2006/10/26, Aaron Griffin <aaronmgriffin@gmail.com>:
What I'm saying is that you have the overhead of a full-scale database with little gain. Indexing by package names, yes that's great and all, but that doesn't help with the slowest-of-the-slow -Ss operation. -Ss searches package names AND descriptions, allowing for regex matching. Sqlite (and most DBs) do not support regex matching. Indexing the search by package name means little, because a -Ss "foo" still SHOULD match a package named "barfoo" and a package with "foo" in the description. This means a sequential search. Not only that, but because the DB will not support regex, that means that one must iterate over each and every entry, get the values at the C level, apply a regex pattern, and note if it is a match or not. The only speed you gain would be in the initial opening of the files. To me, this does not mean a DB backend is the solution. It may be better than the files backend, yes, but not the best, and outperforming the files backend is not hard... I was able to improve performance approximately 6 times by simply using the db.tar.gz files in place of disparate text files.

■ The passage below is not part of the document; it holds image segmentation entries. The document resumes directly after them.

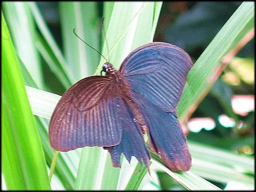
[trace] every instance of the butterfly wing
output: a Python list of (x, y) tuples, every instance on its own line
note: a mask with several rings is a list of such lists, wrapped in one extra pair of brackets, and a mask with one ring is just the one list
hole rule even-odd
[(115, 146), (104, 147), (104, 149), (110, 153), (114, 167), (120, 167), (120, 157), (123, 153), (129, 163), (131, 156), (134, 156), (141, 164), (144, 162), (148, 169), (150, 157), (140, 125), (134, 120), (134, 116), (128, 105), (122, 105), (121, 110), (123, 116), (121, 118), (122, 133), (121, 142)]
[(89, 77), (64, 93), (50, 122), (50, 143), (55, 150), (66, 151), (120, 143), (120, 107), (124, 104), (111, 81), (106, 77)]
[(191, 166), (191, 157), (175, 111), (165, 112), (141, 96), (136, 95), (149, 128), (150, 148), (158, 153), (171, 170), (188, 171)]
[(181, 49), (166, 43), (150, 43), (132, 51), (119, 70), (134, 91), (166, 112), (176, 108), (193, 63)]
[(172, 170), (187, 171), (191, 166), (175, 109), (192, 65), (190, 56), (181, 49), (154, 42), (132, 52), (120, 69), (149, 129), (151, 148)]

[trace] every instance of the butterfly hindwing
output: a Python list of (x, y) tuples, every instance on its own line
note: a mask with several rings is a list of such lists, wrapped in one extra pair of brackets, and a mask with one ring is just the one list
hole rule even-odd
[(188, 170), (191, 157), (175, 111), (166, 112), (141, 96), (135, 95), (149, 129), (151, 148), (172, 170)]
[(145, 145), (141, 130), (138, 122), (134, 121), (134, 116), (127, 105), (122, 105), (123, 116), (121, 118), (122, 133), (121, 142), (116, 146), (104, 147), (108, 150), (114, 167), (120, 167), (120, 157), (122, 153), (130, 163), (132, 156), (145, 164), (148, 169), (149, 154)]

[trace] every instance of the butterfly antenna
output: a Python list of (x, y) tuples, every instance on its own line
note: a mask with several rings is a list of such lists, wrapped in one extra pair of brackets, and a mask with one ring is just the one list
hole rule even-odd
[(105, 24), (104, 24), (104, 20), (105, 17), (102, 18), (102, 31), (103, 32), (103, 35), (104, 35), (104, 38), (106, 41), (106, 45), (107, 45), (107, 50), (108, 50), (108, 61), (110, 61), (110, 58), (109, 56), (109, 48), (108, 48), (108, 41), (107, 41), (107, 35), (106, 35), (106, 30), (105, 30)]
[(108, 59), (107, 59), (107, 58), (106, 58), (105, 57), (104, 57), (104, 56), (103, 56), (103, 55), (102, 55), (102, 54), (100, 52), (99, 52), (96, 49), (95, 49), (94, 47), (93, 47), (93, 46), (92, 46), (91, 45), (89, 45), (88, 44), (87, 44), (87, 43), (86, 43), (84, 40), (83, 40), (81, 38), (80, 38), (79, 36), (78, 36), (78, 35), (76, 34), (76, 31), (75, 31), (75, 28), (73, 29), (73, 33), (74, 33), (74, 35), (76, 35), (76, 37), (77, 37), (78, 38), (79, 38), (80, 40), (81, 40), (82, 41), (83, 41), (84, 43), (86, 45), (87, 45), (87, 46), (88, 46), (89, 47), (90, 47), (90, 48), (91, 48), (93, 49), (94, 51), (96, 51), (97, 52), (98, 52), (98, 53), (99, 53), (99, 55), (100, 55), (103, 58), (104, 58), (104, 59), (106, 60), (106, 61), (107, 62), (108, 62)]

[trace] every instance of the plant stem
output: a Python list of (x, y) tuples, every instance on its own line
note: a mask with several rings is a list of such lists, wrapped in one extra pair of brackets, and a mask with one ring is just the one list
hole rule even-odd
[(52, 174), (53, 174), (53, 172), (54, 171), (54, 169), (55, 169), (55, 165), (56, 164), (56, 161), (57, 160), (57, 157), (58, 157), (58, 155), (59, 154), (59, 152), (58, 151), (55, 151), (54, 152), (54, 154), (53, 154), (53, 157), (52, 157), (52, 163), (51, 163), (51, 166), (50, 167), (50, 171), (49, 172), (49, 175), (48, 176), (48, 177), (49, 178), (49, 180), (50, 183), (51, 182), (51, 180), (52, 179)]

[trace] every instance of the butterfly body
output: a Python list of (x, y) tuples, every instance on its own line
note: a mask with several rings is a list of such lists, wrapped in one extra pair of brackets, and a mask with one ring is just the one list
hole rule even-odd
[(113, 166), (124, 154), (149, 167), (144, 140), (171, 170), (187, 171), (191, 158), (176, 107), (192, 63), (184, 50), (154, 42), (132, 51), (119, 70), (110, 63), (102, 71), (76, 82), (64, 94), (54, 111), (49, 129), (55, 150), (103, 146)]

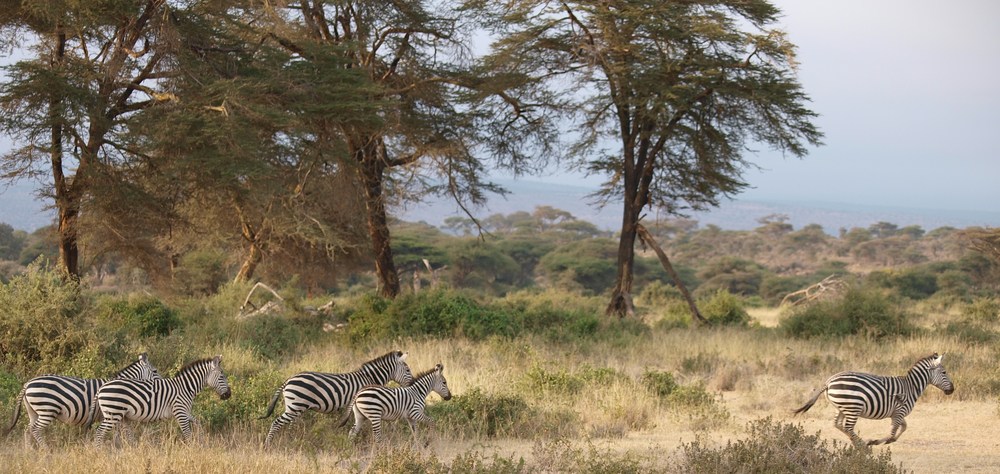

Yes, the main problem with files backend is that huge amount of files in /var/lib/pacman that leads to slow performance on many filesystems. gdbm/sqlite/whatever has a big "+" that everithing can be in one file. Plus, as I said, with SQLite you have the ability to easily use in-memory database + you have easy ACID transactions support. This will be faster than seeking through the /var/lib/pacman/ anyway. And there will be no need for pacman-optimize-like scripts for database backends. The overhead is not big. (A quote from sqlite.org: "Small code footprint: less than 250KiB fully configured or less than 150KiB with optional features omitted") Anyway nobody imposes use of some database backend as default and the only one. But having alternative is good. Users can test performance by themself and choose the solution that fits their needs in the best way. Otherwise, what's the point of the ALPM's ability to have different backends? ;-) About regexps - yes, SQLite doesn't support them, but adding this on top of it will be not slower than in files backend anyway. I don't see a problem here. I'm not "advertising" SQLite or other databases because "everybody use databases for everything". I just think that this will offer some new abilities for libalpm and will simplify (and speedup, yes - speedup) some things. That's IMHO, of course, but I think it worth a try gdbm and sqlite as alternatives to files backend. -- Roman Kyrylych (Роман Кирилич)